According to the Uniform Securities Act, which of the following statements is/are TRUE concerning private placements? 1. The offer may not be made to more than 10 persons in that state during any 12-month period. 2. The offer may not be made to more than 35 persons in that state during any 12-month period. 3. The offer may be made to any number of institutional investors during any 12-month period. 4. Commissions may not be paid if the buyers are noninstitutional customers.

I, III, and IV only Under the Uniform Securities Act, any transaction involving no more than 10 persons (there is no limit on institutional accounts) is considered an exempt transaction, known as a private placement, if the following conditions are met. The seller believes that all the noninstitutional buyers are purchasing for investment purposes only. No commission or other remuneration is paid for soliciting noninstitutional buyers.

Which of the following securities are NOT exempt from the antifraud provisions of the Uniform Securities Act? 1. Municipal bonds 2. Securities issued by a corporation and listed on the Toronto Stock Exchange 3. Debt issued by a manufacturing company

I, II, and III Although U.S. government and listed securities are not required to be registered under the Uniform Securities Act, they are not exempt from the antifraud provisions of the Act. All securities are subject to the antifraud provisions.

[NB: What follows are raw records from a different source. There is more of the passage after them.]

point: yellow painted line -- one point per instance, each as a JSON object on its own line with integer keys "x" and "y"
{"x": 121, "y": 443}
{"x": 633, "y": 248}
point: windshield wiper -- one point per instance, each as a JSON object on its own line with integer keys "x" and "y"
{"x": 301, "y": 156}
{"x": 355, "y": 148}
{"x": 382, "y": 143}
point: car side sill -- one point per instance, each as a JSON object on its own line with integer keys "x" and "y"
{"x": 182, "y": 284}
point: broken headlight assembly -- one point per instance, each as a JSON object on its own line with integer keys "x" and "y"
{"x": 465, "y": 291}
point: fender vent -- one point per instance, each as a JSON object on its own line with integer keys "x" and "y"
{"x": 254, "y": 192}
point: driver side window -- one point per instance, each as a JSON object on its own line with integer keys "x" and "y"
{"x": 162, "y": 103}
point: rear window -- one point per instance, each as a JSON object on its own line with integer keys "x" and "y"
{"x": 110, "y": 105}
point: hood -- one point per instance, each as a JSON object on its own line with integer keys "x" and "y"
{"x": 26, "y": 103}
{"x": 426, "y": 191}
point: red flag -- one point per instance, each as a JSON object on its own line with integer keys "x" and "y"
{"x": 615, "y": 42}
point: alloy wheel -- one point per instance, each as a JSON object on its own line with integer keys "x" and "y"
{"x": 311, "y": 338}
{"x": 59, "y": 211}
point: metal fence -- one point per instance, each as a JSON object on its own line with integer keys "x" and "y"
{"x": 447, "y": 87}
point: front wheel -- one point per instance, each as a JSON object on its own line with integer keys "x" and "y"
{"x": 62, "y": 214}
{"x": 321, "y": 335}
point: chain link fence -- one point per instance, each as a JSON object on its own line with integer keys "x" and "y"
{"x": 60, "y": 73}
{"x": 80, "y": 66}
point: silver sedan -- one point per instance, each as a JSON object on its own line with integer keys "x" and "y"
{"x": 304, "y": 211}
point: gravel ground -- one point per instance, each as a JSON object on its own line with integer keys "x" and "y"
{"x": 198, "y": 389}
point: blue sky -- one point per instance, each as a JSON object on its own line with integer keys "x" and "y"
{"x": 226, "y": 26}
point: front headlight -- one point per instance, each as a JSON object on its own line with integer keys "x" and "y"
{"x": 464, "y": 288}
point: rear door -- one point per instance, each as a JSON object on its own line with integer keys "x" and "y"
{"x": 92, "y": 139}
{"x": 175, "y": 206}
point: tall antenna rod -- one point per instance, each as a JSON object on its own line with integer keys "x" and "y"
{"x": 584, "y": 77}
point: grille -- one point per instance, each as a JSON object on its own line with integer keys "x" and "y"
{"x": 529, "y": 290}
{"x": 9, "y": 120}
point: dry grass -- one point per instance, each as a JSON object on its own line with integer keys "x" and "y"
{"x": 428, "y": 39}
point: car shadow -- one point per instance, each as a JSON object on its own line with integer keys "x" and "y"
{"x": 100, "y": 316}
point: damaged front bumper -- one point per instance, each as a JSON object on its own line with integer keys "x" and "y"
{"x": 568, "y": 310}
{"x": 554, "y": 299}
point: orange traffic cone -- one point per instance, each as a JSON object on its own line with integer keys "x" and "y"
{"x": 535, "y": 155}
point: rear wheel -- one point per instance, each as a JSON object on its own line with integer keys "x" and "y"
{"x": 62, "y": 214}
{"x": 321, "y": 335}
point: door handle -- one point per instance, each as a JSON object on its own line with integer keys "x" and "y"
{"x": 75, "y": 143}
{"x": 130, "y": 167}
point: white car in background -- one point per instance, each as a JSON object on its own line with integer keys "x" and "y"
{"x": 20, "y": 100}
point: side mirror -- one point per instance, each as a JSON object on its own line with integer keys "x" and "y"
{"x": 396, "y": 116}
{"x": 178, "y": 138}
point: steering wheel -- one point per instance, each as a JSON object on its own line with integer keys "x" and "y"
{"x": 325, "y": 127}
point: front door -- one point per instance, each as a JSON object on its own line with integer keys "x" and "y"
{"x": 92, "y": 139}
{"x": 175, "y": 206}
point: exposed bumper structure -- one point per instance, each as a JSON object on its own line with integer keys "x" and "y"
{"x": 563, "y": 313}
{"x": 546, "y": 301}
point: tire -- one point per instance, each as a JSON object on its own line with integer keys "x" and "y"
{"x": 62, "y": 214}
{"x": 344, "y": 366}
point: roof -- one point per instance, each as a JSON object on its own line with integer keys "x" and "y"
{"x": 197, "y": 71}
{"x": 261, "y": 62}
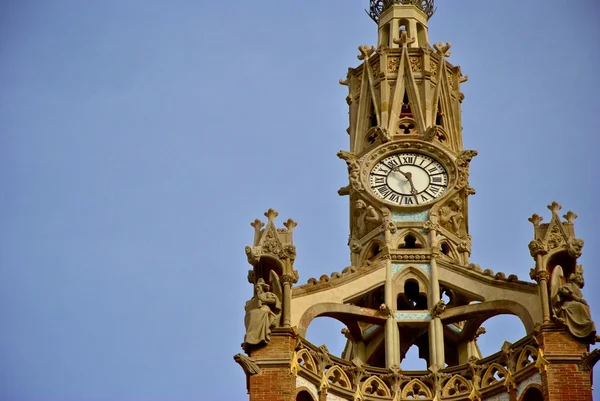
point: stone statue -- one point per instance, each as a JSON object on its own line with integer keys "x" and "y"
{"x": 568, "y": 305}
{"x": 367, "y": 218}
{"x": 263, "y": 311}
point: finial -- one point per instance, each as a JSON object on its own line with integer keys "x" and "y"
{"x": 378, "y": 7}
{"x": 404, "y": 40}
{"x": 535, "y": 219}
{"x": 554, "y": 207}
{"x": 290, "y": 224}
{"x": 570, "y": 217}
{"x": 271, "y": 214}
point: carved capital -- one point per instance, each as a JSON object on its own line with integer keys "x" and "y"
{"x": 430, "y": 225}
{"x": 253, "y": 254}
{"x": 386, "y": 311}
{"x": 541, "y": 275}
{"x": 438, "y": 309}
{"x": 537, "y": 247}
{"x": 574, "y": 248}
{"x": 251, "y": 276}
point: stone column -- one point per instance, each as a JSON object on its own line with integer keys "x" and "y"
{"x": 287, "y": 280}
{"x": 541, "y": 277}
{"x": 436, "y": 330}
{"x": 392, "y": 337}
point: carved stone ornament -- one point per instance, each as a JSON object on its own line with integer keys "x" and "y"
{"x": 386, "y": 311}
{"x": 353, "y": 170}
{"x": 462, "y": 161}
{"x": 438, "y": 309}
{"x": 430, "y": 225}
{"x": 263, "y": 312}
{"x": 537, "y": 247}
{"x": 248, "y": 365}
{"x": 367, "y": 218}
{"x": 541, "y": 275}
{"x": 568, "y": 305}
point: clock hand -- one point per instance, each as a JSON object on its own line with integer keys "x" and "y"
{"x": 413, "y": 190}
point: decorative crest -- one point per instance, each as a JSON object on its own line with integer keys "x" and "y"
{"x": 378, "y": 7}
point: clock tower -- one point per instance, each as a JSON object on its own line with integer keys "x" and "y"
{"x": 411, "y": 281}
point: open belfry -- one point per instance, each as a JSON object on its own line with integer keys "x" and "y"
{"x": 408, "y": 190}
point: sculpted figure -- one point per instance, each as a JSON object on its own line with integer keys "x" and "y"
{"x": 367, "y": 218}
{"x": 568, "y": 305}
{"x": 263, "y": 311}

Which of the following securities is NOT nonexempt, under the Uniform Securities Act?

The City of Pasadena, California bond, sold by an agent at Walck and Walker Broker-Dealer

Which of the following statements is TRUE regarding surety bonds?

The Administrator may allow a deposit of cash or securities. The surety bond is posted by a registrant to cover the cost of possible legal actions arising from violating the USA. Some broker-dealers and investment advisers may be granted a waiver for the surety bond. A deposit of cash or securities may be accepted in lieu of the bond, but the amount and type of securities will be determined by the Administrator. A surety bond can either be obtained directly from a bonding company or through a bond agency.